Personal Productivity – Module 5

“The surest way to be late is to have plenty of time.”
– Leo Kennedy

Tackling New Tasks and Projects

When you’re assigned a new task or project, it’s important to create a plan at the beginning so you get off to a good start. This module will look at some different techniques that you can use to tackle new to-do items.

 

 

 

 

 

 

The Sliding Scale

When planning and organizing, try to create the right size plan for the task. If your goal is to organize your inbox, for example, it’s probably not necessary to spend several hours planning each action. On the other hand, if you’re handed a complex project, you may want to spend several days or even weeks gathering information and creating a plan.

For small tasks, basic tools such as a to-do list or calendar will probably be the best choice.

For medium-sized tasks or projects, you might want to use:

• RACI charts

• Visual timelines

• Storyboards

And for large projects, consider:

• Gantt charts

• Project plans

• Project-specific productivity journals

• Online time tracking dashboards

 

 

A Checklist for Getting Started

For most tasks, you will need some background information before you begin. Remember, you’ll need very little information for simple tasks, and more detailed information for complex tasks.

Basic information you will gather should include:

• What is the date I will start this task? What is the deadline?

• Who else can I rely on for help?

• What are the major things that need to be completed?

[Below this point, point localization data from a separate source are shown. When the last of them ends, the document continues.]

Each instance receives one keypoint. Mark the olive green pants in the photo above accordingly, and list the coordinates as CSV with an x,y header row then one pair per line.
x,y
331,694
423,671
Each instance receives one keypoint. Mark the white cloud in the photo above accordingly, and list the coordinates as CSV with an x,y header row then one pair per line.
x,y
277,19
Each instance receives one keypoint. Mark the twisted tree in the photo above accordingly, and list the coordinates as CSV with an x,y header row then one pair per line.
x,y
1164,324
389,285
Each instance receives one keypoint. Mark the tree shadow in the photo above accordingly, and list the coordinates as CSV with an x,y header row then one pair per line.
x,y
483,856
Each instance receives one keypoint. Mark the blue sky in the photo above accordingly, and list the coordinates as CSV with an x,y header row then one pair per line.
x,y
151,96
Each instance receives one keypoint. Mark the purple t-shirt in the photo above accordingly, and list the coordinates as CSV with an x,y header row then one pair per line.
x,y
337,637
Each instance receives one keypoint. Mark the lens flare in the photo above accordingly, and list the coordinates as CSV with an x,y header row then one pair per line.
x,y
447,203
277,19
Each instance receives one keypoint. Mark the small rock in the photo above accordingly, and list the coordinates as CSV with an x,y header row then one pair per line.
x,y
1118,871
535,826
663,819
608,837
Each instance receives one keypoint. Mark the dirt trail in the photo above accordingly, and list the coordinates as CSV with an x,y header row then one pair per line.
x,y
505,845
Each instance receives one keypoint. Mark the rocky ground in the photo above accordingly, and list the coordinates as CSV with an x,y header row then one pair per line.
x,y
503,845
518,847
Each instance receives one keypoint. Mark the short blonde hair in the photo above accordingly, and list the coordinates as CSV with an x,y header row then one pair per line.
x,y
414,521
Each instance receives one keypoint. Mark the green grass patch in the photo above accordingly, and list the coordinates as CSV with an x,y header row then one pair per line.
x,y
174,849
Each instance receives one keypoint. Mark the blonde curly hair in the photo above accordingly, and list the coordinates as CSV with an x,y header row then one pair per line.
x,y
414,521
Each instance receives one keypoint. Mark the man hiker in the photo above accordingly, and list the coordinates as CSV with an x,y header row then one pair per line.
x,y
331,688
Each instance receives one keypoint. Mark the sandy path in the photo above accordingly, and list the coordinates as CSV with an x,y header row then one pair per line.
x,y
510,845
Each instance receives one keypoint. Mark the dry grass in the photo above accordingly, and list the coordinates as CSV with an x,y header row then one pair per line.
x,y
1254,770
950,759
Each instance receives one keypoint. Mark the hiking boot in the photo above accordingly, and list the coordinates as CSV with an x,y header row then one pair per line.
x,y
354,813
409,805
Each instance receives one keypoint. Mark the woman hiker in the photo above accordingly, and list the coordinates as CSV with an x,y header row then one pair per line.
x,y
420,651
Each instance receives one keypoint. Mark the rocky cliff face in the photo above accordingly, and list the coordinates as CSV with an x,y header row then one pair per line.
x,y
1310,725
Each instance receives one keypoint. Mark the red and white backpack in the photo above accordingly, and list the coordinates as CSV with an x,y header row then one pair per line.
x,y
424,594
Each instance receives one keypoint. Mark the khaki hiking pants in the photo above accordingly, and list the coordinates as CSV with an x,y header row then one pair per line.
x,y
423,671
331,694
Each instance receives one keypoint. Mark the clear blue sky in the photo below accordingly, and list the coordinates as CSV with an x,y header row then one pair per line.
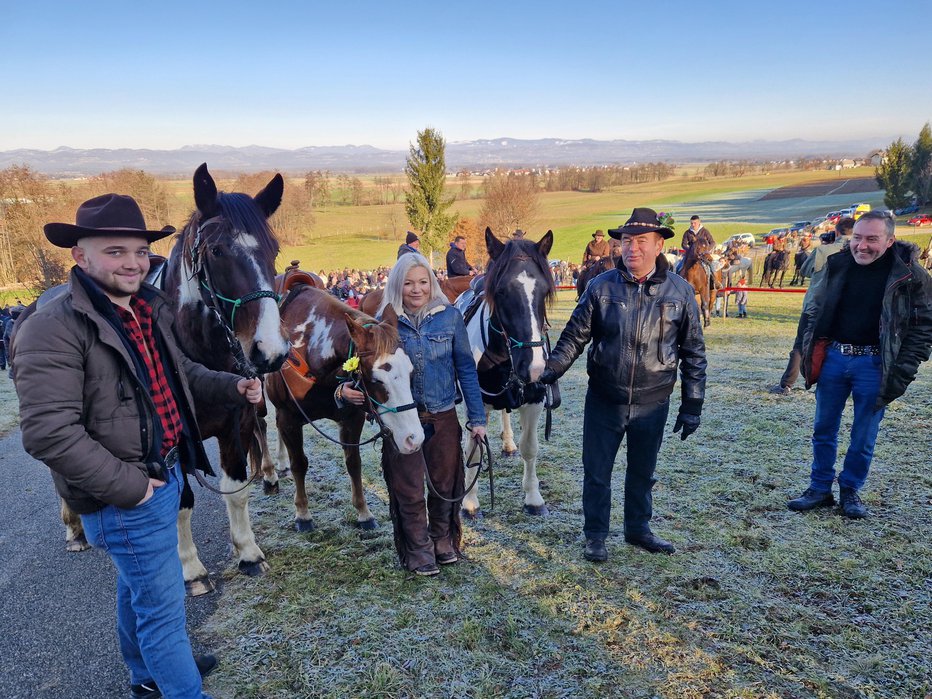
x,y
165,74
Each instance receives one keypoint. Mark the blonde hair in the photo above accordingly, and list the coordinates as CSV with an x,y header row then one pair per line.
x,y
394,288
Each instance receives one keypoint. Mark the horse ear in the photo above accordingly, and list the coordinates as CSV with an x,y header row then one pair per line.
x,y
389,317
270,198
205,192
492,244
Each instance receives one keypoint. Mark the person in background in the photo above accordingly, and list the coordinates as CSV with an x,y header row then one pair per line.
x,y
457,266
433,336
106,402
867,328
412,244
640,303
812,268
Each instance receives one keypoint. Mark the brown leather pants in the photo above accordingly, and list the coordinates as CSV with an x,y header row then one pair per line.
x,y
422,533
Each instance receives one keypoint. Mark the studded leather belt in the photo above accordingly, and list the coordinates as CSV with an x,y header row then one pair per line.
x,y
856,350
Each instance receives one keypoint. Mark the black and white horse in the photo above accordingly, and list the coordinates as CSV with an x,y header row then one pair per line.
x,y
507,337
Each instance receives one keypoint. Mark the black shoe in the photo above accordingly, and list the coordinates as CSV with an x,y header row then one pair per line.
x,y
595,550
650,542
150,690
810,500
851,505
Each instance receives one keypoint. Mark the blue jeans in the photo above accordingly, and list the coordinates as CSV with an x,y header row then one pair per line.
x,y
604,426
142,542
841,376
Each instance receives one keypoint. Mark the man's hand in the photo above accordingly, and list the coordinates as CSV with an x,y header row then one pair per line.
x,y
150,491
688,423
251,389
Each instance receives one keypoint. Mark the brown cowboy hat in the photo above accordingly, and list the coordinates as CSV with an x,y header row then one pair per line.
x,y
643,220
108,214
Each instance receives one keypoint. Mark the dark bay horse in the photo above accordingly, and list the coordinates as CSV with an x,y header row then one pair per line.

• What obstacles might I encounter? How can I get around them? (For example, one of your key resources might be going on vacation in two weeks. You will want to gather all required information from them before they leave.)

• What work has already been completed?

 

 

Evaluating and Adapting

For most medium to large sized tasks, you will want to build evaluation points into your plan. Typically, these occur at key gateways (called milestones in the project management world). At these gateways, you will look at your plan, determine what is working and what is not working, and adjust as necessary.

Some other signs that it may be time to review your plan:

• You keep falling further and further behind.

• You’re not motivated to work on the project.

• You’re finding that your plan isn’t the right size for your project.

• Major changes have happened in your project.

Case Study

Harry used to be a walking to-do list. Sticky notes were plastered all over his shirt sleeve. Disorganization spelled his middle name. He couldn’t make heads or tails of his assigned duties. Harry felt controlled by the chaos and asked Alex for advice. Alex told Harry that he needed to draw up a plan to tackle his mess. Together, they created the right plan for the right jobs and Harry felt the weight of the world fall off of his shoulders and one by one watched the sticky notes as they flew off of his shirt and dove into their correct plan. It became a miracle and Harry could stand proud because his work didn’t drag him down anymore and his boss would be the happiest man on earth knowing that time and money had not been wasted due to Harry’s disorganized bunch of notes.